WASHINGTON (Reuters) - U.S. consumer spending barely rose in February and inflation retreated, suggesting the Federal Reserve could remain cautious about raising interest rates this year even as the labor market rapidly tightens.
Monday's report from the Commerce Department also showed consumer spending in January was not as strong as previously reported. That, together with other data showing a widening in the goods trade deficit in February, indicated economic growth remained sluggish in the first quarter.
"It speaks to the weakening in domestic economic momentum at the start of this year, further reinforcing the Fed's cautious monetary policy bias," said Millan Mulraine, deputy chief economist at TD Securities in New York.
Consumer spending edged up 0.1 percent as households cut back on goods purchases after a downwardly revised 0.1 percent gain in January. Consumer spending, which accounts for more than two-thirds of U.S. economic activity, was previously reported to have increased 0.5 percent in January.
When adjusted for inflation, consumer spending rose 0.2 percent. Inflation-adjusted consumer spending for January was revised down to show it unchanged rather than the 0.4 percent rise that was previously reported.
Given labor market strength and cheap gasoline, economists speculated that consumption had been hampered by a massive stock market sell-off at the start of the year which eroded consumer confidence.
In a separate report, the Commerce Department said the advance goods trade deficit widened to $62.9 billion in February from $62.2 billion, rising for a fourth straight month as an increase in exports was offset by a gain in imports.
The government will publish February's trade data, which includes services, on April 5.
In the wake of the consumer spending and trade data, economists slashed their first-quarter gross domestic product growth estimates by as much as half a percentage point to as low as a 0.9 percent annualized rate. The economy grew at a 1.4 percent pace in the fourth quarter.
The dollar fell against a basket of currencies on the data, while prices for U.S. government bonds rose marginally. U.S. stocks were little changed.
Inflation moderated last month, with a price index for consumer spending dipping 0.1 percent after nudging up 0.1 percent in January. In the 12 months through February, the personal consumption expenditures (PCE) price index increased 1.0 percent after rising 1.2 percent in January.
Excluding food and energy, prices gained 0.1 percent after advancing 0.3 percent in January. In the 12 months through February, the so-called core PCE price index increased 1.7 percent after a similar increase in January.
The core PCE is the Fed's preferred inflation measure and is running below its 2 percent target. The slowdown in the monthly core PCE reading came after Fed Chair Janet Yellen recently expressed skepticism over the sustainability of the gains in core inflation measures.

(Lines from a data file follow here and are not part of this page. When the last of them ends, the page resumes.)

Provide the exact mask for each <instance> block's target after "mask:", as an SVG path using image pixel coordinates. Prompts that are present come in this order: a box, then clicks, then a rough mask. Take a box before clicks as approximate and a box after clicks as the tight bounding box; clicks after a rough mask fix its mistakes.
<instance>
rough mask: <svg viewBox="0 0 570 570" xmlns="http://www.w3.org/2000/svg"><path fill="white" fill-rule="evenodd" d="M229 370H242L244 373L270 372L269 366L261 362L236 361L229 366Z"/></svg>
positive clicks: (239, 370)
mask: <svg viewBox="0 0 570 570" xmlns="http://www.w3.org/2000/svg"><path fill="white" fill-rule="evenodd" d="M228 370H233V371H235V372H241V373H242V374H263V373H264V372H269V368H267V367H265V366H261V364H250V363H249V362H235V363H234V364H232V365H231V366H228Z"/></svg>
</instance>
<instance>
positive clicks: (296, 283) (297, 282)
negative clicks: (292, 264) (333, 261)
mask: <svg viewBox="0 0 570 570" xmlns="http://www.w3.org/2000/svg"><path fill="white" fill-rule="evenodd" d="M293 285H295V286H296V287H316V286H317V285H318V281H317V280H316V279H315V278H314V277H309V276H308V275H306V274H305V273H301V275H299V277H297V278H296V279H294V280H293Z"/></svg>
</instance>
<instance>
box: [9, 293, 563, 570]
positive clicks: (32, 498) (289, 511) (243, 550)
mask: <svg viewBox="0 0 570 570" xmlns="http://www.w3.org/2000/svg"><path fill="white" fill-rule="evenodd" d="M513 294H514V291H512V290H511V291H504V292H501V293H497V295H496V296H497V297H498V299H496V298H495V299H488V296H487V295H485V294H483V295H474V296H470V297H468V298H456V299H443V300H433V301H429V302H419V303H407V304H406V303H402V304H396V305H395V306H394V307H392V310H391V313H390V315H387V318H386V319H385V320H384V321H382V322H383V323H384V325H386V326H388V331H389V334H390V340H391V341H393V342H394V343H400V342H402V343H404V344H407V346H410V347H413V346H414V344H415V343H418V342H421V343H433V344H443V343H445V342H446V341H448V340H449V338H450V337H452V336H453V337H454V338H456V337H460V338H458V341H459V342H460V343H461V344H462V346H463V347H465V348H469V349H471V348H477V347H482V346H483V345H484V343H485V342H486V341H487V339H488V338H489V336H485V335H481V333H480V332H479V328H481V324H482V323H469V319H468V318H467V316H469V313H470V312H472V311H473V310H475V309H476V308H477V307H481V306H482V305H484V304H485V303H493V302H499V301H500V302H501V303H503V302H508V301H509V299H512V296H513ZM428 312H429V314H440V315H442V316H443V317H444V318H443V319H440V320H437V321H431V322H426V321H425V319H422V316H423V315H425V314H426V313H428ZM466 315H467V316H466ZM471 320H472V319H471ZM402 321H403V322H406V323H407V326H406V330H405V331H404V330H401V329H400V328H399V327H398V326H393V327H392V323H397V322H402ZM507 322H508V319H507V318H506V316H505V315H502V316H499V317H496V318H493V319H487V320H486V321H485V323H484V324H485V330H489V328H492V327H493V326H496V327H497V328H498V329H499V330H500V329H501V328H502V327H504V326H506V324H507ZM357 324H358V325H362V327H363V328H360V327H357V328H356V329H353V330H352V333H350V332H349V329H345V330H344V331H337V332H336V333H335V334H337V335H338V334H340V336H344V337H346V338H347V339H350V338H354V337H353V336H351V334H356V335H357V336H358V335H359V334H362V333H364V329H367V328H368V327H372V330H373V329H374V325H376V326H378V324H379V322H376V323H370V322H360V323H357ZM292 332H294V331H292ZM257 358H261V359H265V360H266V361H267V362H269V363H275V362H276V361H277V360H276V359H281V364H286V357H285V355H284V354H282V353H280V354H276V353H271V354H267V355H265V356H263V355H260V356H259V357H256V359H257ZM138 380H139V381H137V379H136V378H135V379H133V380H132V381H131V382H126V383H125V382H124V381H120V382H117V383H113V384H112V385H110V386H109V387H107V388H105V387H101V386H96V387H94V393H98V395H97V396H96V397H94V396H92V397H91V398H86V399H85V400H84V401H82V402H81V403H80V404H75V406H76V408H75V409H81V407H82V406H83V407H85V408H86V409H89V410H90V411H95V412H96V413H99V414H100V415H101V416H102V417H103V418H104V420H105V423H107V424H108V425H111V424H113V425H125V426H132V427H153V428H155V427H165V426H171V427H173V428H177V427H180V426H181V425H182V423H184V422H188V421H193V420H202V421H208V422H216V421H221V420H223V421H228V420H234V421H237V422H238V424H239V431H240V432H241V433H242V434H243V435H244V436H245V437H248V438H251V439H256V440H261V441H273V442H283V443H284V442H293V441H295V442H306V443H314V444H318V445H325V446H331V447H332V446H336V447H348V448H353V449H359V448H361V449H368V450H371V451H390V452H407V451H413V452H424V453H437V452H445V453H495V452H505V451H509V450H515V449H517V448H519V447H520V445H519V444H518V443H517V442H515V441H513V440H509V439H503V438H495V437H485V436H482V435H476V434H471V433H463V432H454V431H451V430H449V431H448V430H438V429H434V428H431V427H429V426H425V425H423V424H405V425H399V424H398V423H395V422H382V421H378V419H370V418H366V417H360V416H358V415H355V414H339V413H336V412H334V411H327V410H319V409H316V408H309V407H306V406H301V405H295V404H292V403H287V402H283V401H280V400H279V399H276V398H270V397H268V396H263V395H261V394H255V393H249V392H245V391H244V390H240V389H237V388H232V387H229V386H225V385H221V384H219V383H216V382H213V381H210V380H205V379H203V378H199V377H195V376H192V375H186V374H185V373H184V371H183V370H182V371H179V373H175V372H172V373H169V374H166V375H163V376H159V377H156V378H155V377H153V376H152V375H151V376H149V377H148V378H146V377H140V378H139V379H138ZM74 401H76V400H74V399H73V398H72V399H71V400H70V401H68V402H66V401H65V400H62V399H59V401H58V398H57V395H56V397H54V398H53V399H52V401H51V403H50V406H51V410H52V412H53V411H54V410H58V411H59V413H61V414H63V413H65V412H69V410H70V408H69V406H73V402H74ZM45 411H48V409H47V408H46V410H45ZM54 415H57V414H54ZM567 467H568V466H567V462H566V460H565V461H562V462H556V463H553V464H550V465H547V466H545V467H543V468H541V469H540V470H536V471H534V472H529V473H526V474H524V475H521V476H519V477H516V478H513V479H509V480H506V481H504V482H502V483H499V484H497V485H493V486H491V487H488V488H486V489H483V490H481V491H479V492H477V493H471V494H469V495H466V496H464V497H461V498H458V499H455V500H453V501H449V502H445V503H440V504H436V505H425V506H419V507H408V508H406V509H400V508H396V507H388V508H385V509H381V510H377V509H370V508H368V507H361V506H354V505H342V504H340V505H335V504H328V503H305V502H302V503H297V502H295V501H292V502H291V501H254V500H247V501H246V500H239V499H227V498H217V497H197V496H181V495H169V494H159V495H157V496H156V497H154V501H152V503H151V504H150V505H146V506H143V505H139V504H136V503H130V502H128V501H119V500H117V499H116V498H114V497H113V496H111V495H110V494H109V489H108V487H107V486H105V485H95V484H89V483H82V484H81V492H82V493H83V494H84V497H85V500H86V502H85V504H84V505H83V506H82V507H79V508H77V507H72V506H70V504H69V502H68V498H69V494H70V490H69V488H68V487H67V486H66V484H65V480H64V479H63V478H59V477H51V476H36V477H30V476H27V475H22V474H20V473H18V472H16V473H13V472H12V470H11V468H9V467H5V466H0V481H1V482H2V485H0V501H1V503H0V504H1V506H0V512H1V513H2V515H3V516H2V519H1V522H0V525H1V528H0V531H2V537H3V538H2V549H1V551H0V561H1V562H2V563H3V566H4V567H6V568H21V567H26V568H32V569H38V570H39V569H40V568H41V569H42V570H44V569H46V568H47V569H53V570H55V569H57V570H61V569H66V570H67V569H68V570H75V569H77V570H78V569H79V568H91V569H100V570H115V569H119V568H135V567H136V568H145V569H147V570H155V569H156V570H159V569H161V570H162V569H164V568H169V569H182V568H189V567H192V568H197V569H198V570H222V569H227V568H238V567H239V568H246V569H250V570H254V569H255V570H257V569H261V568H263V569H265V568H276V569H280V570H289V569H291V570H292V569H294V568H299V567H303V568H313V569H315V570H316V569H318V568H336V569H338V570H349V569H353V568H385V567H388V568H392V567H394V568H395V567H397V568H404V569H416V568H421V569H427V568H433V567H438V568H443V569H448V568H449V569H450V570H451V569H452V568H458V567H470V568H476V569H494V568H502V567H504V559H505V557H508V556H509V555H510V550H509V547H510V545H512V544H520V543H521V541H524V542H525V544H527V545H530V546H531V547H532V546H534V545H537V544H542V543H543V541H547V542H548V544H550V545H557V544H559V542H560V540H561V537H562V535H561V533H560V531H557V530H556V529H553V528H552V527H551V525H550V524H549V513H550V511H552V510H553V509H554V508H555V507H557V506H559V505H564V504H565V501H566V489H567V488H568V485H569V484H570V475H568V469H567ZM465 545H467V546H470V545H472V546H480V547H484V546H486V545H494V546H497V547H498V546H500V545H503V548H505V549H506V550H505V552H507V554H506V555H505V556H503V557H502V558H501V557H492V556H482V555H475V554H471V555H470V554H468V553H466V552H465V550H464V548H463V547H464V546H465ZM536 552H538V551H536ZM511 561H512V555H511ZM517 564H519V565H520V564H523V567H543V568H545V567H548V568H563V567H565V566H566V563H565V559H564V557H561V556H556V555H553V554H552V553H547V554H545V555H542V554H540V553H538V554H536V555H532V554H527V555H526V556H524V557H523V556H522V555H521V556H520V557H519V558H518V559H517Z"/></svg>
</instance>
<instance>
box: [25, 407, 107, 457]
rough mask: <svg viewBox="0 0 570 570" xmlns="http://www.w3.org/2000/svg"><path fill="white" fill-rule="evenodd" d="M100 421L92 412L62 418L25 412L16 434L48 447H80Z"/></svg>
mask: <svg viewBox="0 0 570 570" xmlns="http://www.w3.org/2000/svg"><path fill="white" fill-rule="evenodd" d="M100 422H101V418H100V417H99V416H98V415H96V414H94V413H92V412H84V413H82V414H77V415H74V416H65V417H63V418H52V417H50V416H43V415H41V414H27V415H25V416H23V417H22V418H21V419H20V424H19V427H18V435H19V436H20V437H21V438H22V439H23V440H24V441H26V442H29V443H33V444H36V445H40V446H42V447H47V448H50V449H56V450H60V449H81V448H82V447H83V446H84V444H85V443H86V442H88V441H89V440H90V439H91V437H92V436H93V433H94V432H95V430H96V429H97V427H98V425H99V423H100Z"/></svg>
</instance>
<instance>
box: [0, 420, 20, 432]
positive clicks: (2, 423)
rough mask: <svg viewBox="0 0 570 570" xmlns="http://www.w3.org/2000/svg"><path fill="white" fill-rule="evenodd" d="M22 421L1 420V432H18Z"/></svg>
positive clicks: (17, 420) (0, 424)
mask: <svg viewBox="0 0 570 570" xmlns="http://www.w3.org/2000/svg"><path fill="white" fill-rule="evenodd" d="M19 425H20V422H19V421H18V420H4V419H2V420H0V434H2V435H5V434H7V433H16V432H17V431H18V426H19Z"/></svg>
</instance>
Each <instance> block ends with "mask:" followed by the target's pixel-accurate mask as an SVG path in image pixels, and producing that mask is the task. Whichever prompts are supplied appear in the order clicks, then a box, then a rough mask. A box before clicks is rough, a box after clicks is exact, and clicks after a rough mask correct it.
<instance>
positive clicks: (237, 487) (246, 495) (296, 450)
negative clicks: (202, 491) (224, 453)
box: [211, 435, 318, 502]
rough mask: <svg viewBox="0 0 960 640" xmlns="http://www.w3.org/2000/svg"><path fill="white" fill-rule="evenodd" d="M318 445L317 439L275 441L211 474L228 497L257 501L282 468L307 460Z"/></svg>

Yellen told reporters this month "there may be some transitory factors" behind the run-up in prices. Still, the annual core PCE rate held above the level that central bank policymakers expected it to be by the end of this year.
"While the data from January and February may overstate any underlying firming, we do think that the trend in core inflation is picking up," said Daniel Silver, an economist at JPMorgan in New York.
The still-soft inflation suggests the U.S. central bank will continue to gradually raise interest rates this year. New Fed projections published this month showed policymakers expect two quarter-point rate hikes by year-end, half the number seen in December.
The Fed hiked its benchmark overnight interest rate in December for the first time in nearly a decade.
Consumer spending last month was held back by a 0.7 percent drop in purchases of goods. Spending on services rose 0.4 percent.
Personal income rose 0.2 percent after rising 0.5 percent in January. The slowdown in income growth is likely temporary amid anecdotal evidence that the tightening jobs market, marked by an unemployment rate at an eight-year low of 4.9 percent and growing skills shortages, is driving up wages.
Households boosted savings to a more than three-year high last month. Higher savings and a firming housing market, which is bolstering household net worth, should support consumer spending this year.
In a third report, the National Association of Realtors said contracts to buy previously owned homes increased 3.5 percent in February to a seven-month high.
"As long as income growth remains steady, expect consumers to loosen their purse strings in the coming months," said Jay Morelock, an economist at FTN Financial in New York.